Autometa
Autometa copied to clipboard
PCA behavior
Would it be okay to switch:
https://github.com/KwanLab/Autometa/blob/0d9028cf7bad20d6e28667aaba9d3889a15ace09/autometa/common/kmers.py#L601-L607
to adapt to a lower pca dimension when there aren't enough contigs/kmers
if n_components > pca_dimensions and pca_dimensions != 0:
if n_samples < pca_dimensions:
logging.warning(f"n_samples ({n_samples}) is less than pca_dimensions ({pca_dimensions}), lowering pca_dimensions to {min(n_samples, n_components)} .")
pca_dimensions = min(n_samples, n_components)
logger.debug(
f"Performing decomposition with PCA (seed {seed}): {n_components} to {pca_dimensions} dims"
)
X = PCA(n_components=pca_dimensions, random_state=random_state).fit_transform(X)

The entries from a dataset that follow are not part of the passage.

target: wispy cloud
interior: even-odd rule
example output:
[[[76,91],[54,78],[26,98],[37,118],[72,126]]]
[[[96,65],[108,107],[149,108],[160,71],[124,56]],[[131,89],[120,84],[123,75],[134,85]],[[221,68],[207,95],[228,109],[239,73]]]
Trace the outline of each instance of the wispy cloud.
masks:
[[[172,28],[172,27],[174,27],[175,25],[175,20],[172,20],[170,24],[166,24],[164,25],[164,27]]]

n_samples, n_components = X.shape
To be clear -> as written this would only happen in the instance that there are less "samples" (contigs) than there are PCA dimensions
What would the point be of doing PCA on a dataset with less than 50 contigs before some other dimension reduction technique? I think before making this change there should be some data gathered on whether it is useful or makes a difference.
The main reason is so a minimal dataset that doesn't take forever doesn't fail when testing the workflows.